An architects group says the new, stricter standard for fire protection in public buildings isn’t needed
Martha Quillin, Staff Writer
The News & Observer
Copyright 2007 The News and Observer
RALEIGH, N.C. — Two months after the state enacted a building code requirement meant to prevent tragedies like the deadly 2003 Rhode Island nightclub fire, a group that represents architects wants it eliminated.
The fire at The Station nightclub in Warwick, R.I., killed 98 people and spurred the writers of building codes across the country to start requiring sprinklers in clubs, restaurants and school cafeterias that seat as few as 100 people. Before the change, the threshold was generally 300 people.
The stricter standard went into effect in North Carolina on Jan. 1. The state Building Code Council will consider repealing it at a Tuesday meeting in Washington, N.C.
The state chapter of the American Institute of Architects says the requirement adds unnecessary cost that is especially onerous for schools and mom-and-pop restaurants in rural areas with no access to municipal water supplies. It argues that buildings can be made fire-safe by including plenty of doors, adequate lighting and other features.
Proponents of the lower threshold say it will save lives among those who use the buildings, as well as among firefighters who respond when the structures catch fire.
“The Station had enough exits, the exits were all well-lighted, and it was a mom-and-pop,” said Jonathan Leonard, deputy fire marshal for Charlotte. What the crowded club didn’t have, Leonard said, was a sprinkler system.
Under the regulation, new restaurants, cafeterias, taverns, dance clubs and other places where at least 100 people can gather to eat or drink must have sprinklers to suppress fire and allow occupants to escape.
A large McDonald’s might have a capacity of 100 people; a Golden Corral, 300.
John L. Hitch, a Raleigh architect and member of the N.C. Building Code Council, proposed canceling the new rule at the council’s December meeting, before it took effect. He says it’s important to note factors blamed for the conflagration at The Station besides a lack of sprinklers: illegal pyrotechnics, which started the fire during a concert, and polyurethane foam attached to the walls as a sound buffer, which fed it.
“By the way, I’m all for sprinklers, don’t get me wrong,” Hitch said. “I just think the threshold is set too low. One hundred people is a very small number of people.”
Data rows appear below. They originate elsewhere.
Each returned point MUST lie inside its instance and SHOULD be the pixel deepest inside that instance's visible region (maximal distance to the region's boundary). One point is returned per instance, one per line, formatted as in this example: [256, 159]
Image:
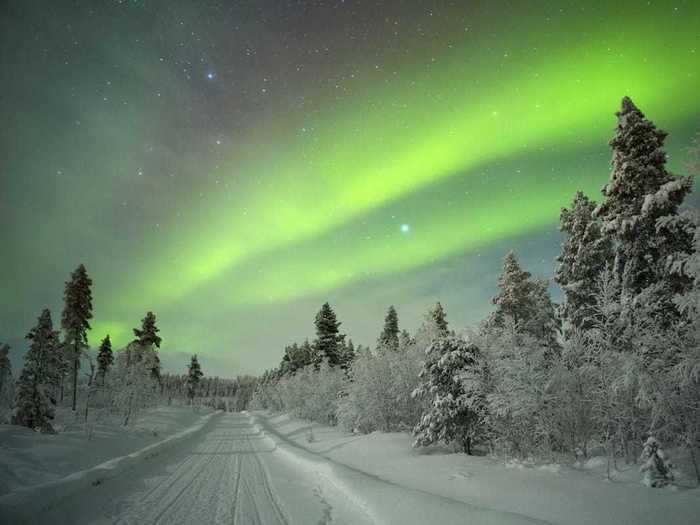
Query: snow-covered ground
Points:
[258, 468]
[551, 493]
[28, 458]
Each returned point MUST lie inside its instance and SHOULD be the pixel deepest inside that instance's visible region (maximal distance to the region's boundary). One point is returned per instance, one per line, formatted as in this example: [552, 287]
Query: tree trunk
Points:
[695, 465]
[128, 410]
[75, 377]
[467, 445]
[87, 405]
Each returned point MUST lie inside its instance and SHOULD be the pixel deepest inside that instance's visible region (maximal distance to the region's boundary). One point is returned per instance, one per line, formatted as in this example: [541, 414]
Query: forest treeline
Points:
[616, 362]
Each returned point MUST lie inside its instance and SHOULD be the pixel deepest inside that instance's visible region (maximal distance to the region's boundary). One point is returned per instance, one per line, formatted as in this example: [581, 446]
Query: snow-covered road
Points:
[230, 473]
[235, 471]
[223, 480]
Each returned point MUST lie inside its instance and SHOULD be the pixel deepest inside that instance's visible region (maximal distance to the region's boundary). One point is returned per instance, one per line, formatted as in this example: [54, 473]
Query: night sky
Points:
[233, 165]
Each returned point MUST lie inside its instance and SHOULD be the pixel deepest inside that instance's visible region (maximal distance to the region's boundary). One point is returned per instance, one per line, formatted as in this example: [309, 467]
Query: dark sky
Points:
[233, 165]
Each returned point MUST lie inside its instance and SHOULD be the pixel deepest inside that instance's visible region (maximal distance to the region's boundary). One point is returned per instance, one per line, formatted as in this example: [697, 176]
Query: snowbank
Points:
[19, 505]
[552, 493]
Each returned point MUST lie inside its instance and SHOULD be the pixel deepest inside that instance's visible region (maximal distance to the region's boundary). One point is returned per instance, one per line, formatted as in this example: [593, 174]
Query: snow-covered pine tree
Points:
[147, 337]
[656, 466]
[194, 376]
[434, 326]
[77, 311]
[5, 365]
[148, 334]
[32, 406]
[33, 403]
[389, 338]
[527, 303]
[43, 357]
[584, 254]
[405, 340]
[440, 319]
[105, 358]
[347, 354]
[640, 197]
[328, 339]
[132, 382]
[453, 378]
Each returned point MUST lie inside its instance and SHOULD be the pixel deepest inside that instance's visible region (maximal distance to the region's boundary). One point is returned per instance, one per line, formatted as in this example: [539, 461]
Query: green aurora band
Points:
[274, 241]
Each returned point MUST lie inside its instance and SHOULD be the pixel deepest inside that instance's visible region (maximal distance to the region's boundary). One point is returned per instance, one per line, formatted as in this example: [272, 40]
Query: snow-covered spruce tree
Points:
[453, 379]
[194, 376]
[378, 396]
[43, 357]
[105, 359]
[619, 372]
[347, 354]
[640, 198]
[434, 326]
[328, 339]
[77, 312]
[520, 400]
[5, 366]
[405, 340]
[439, 318]
[313, 394]
[389, 338]
[33, 404]
[680, 404]
[527, 304]
[131, 382]
[147, 337]
[573, 379]
[584, 253]
[656, 467]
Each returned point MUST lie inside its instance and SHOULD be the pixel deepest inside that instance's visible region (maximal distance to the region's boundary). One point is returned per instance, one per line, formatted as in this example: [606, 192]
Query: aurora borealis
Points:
[233, 165]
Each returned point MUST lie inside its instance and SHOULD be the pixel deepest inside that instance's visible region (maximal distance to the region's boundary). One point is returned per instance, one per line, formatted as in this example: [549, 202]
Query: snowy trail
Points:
[223, 477]
[231, 474]
[239, 472]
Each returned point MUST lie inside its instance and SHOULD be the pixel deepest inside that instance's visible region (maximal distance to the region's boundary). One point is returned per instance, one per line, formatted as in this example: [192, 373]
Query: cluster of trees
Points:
[123, 382]
[616, 361]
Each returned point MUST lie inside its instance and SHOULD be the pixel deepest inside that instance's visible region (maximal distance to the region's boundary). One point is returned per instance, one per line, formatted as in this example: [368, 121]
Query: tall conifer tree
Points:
[389, 338]
[77, 311]
[328, 338]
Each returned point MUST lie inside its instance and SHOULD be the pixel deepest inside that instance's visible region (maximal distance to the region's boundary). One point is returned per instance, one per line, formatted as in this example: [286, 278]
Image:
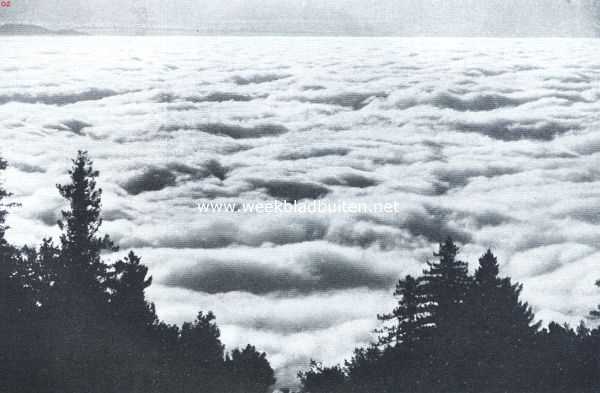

Paul H. Kapp, a Chapel Hill architect who studies building codes for the architects’ group, says sprinklers can add hundreds of thousands of dollars to a building’s cost. And there is a tradeoff, he and others say. When sprinklers are installed, a building’s owner can reduce other fire-safety measures such as doors, windows, hallway design and fire-resistant materials.
“Before we do something to mandate a code requirement, we should be doubly sure that the owners in those counties can actually accommodate it,” Kapp said.
The architects say the code could hobble the rural school whose cafeteria would have to have sprinklers. Without access to a municipal water system, those schools would have to build tanks and install pumps to feed water to the sprinklers.
Elmer Kearney, who does cost estimates for Associated Sprinkler Company of Greensboro, said such a setup might cost $200,000.
“But ask Guilford County if they’d have rather had a tank and a pump at Eastern Guilford High School,” Kearney said, referring to a fire that destroyed the 32-year-old school in November. Its replacement is expected to cost at least $40 million.
“That’s a sore point with me personally,” Kearney said. “We build a prison, we put sprinklers in it. Yet our children are attending schools that have no sprinklers, no nothing. Eventually it’s going to catch up with the state.”
About half the insurance companies in the state either give credits for sprinklers or add a surcharge for their absence in commercial buildings, according to Kristin Milam, spokeswoman for the Department of Insurance.
Leonard, the Charlotte deputy fire marshal, said he has debated the sprinkler issue with architects many times. “And I always ask them to tell me the value of one life,” he said. “Is it a formula per sprinkler head?”